Er tauchte erst auf, als Funken vor seinen Augen tanzten. Dann schwamm er mit der trägen Strömung weiter. Mindestens eine Viertelstunde an einförmigen Reihen von Sklaven entlang, die hundertfünfzig Schritt entfernt an der Straße schufteten. Möglichst weit hinaus in die Strömung, um schnell hier wegzukommen, aber nicht so weit, daß man seinen Kopf jenseits des Schilfes gesehen hätte.

Kurz erwog er, den Strom zu überqueren, aber der war so gigantisch wie alles in Serkan Katau. Dabei war es nur ein Zufluß des riesigen Stromes, den sie Qiu nannten.

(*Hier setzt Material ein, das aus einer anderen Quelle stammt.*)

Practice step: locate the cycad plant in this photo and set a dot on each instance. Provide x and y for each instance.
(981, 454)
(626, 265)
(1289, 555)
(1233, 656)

Das andere Ufer war ein verwischter gelber Strich am wolkenverhangenen Horizont.

Endlich war er frei – das erste Mal frei, seit er auf diesen gleichermaßen sagenhaften wie verfluchten Kontinent gekommen war! Der Blutegel an seinem Rist war inzwischen feist wie eine Pflaume. Und dem jungen Ajunäer wurde klar, daß sich ein, zwei Monde Fußmarsch in jede Richtung eine Kultur erstreckte, deren Volk ihn immer hassen, jagen und demütigen würde.